Western State Hospital has had other citations over the years, including health and safety violations. In a surprise federal inspection in May, the Centers for Medicare and Medicaid Services found violations and cut the hospital’s certification and $53 million in annual federal funds, reports KREM2.
There have been other attacks on staff members by patients as well as violent patients escaping from the hospital. One escaped patient was a man who tied up a woman with electrical cords and stabbed her 24 times. He was caught two days later, 300 miles away from the hospital.
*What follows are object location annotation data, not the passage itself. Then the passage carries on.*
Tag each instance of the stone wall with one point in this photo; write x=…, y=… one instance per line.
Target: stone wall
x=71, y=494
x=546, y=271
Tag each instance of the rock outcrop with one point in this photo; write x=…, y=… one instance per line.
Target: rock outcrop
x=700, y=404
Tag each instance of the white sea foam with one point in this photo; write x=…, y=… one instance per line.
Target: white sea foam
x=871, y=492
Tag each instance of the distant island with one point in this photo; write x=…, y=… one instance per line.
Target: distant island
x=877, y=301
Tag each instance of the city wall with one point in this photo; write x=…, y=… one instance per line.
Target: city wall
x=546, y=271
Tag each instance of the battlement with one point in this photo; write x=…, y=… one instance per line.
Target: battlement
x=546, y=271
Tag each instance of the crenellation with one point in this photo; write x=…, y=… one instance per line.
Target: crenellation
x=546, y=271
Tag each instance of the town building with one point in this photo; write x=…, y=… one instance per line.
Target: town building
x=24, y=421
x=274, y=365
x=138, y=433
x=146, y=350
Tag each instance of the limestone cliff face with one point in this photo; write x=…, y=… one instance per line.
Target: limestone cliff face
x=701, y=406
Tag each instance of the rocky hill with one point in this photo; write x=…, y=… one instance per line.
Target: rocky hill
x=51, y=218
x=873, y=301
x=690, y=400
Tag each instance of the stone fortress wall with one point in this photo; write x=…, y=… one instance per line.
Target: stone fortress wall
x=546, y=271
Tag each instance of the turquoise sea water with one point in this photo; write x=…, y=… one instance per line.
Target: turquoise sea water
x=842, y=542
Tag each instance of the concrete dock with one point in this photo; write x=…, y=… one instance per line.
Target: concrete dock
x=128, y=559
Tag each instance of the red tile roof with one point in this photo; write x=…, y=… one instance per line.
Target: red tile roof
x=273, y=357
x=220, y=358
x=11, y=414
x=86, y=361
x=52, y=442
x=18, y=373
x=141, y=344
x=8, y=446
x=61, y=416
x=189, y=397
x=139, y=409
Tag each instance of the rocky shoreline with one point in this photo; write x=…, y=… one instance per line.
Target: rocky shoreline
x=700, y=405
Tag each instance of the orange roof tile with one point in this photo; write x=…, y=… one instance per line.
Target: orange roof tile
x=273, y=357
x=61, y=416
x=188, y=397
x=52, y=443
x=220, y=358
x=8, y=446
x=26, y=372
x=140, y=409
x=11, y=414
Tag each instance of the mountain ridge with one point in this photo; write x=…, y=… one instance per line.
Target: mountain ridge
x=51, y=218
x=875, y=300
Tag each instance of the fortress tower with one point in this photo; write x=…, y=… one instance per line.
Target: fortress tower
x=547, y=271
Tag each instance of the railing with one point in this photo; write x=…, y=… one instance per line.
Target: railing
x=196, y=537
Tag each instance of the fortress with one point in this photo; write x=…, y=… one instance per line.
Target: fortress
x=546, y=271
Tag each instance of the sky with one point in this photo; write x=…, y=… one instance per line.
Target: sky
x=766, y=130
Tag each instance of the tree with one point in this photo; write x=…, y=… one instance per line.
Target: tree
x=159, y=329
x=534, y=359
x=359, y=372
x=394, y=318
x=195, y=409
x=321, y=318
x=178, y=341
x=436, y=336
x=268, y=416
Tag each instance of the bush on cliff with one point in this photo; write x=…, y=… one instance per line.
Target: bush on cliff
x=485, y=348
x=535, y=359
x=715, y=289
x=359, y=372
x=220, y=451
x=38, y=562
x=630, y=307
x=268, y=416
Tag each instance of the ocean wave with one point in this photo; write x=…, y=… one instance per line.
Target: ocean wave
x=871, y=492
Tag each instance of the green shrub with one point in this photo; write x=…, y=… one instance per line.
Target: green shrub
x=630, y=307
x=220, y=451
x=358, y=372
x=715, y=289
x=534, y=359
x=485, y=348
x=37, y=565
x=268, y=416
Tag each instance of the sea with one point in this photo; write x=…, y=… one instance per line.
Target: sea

Another patient, Tommy Lee Berlin, punched a nurse in the face and knocked her to the ground in late August. The police report said he stomped on her head eight times.
Berlin, 19, was charged with assault and sent back to Western State Hospital while he waited for trial.
The slew of assaults has forced hospital staff to rally and demand changes in hospital protocol when it comes to dangerous patients. They feel these patients should be held in secure wards. Now, violent patients sometimes stay with patients who are at the hospital for medical or therapeutic care.
“Transferring these types of repeat violent patients from unit to unit does not solve anything,” Paul Boros, a hospital counselor said on Tuesday. “We have voiced our concerns to those in charge.”
Boros says that although the hospital has listened to their complaints, little has been done to implement change.
A spokeswoman for the hospital, Kelly Stowe says the hospital was “saddened by this assault of our staff member,” and “caring for patients with mental illness is noble and difficult due to the unpredicted behavior.”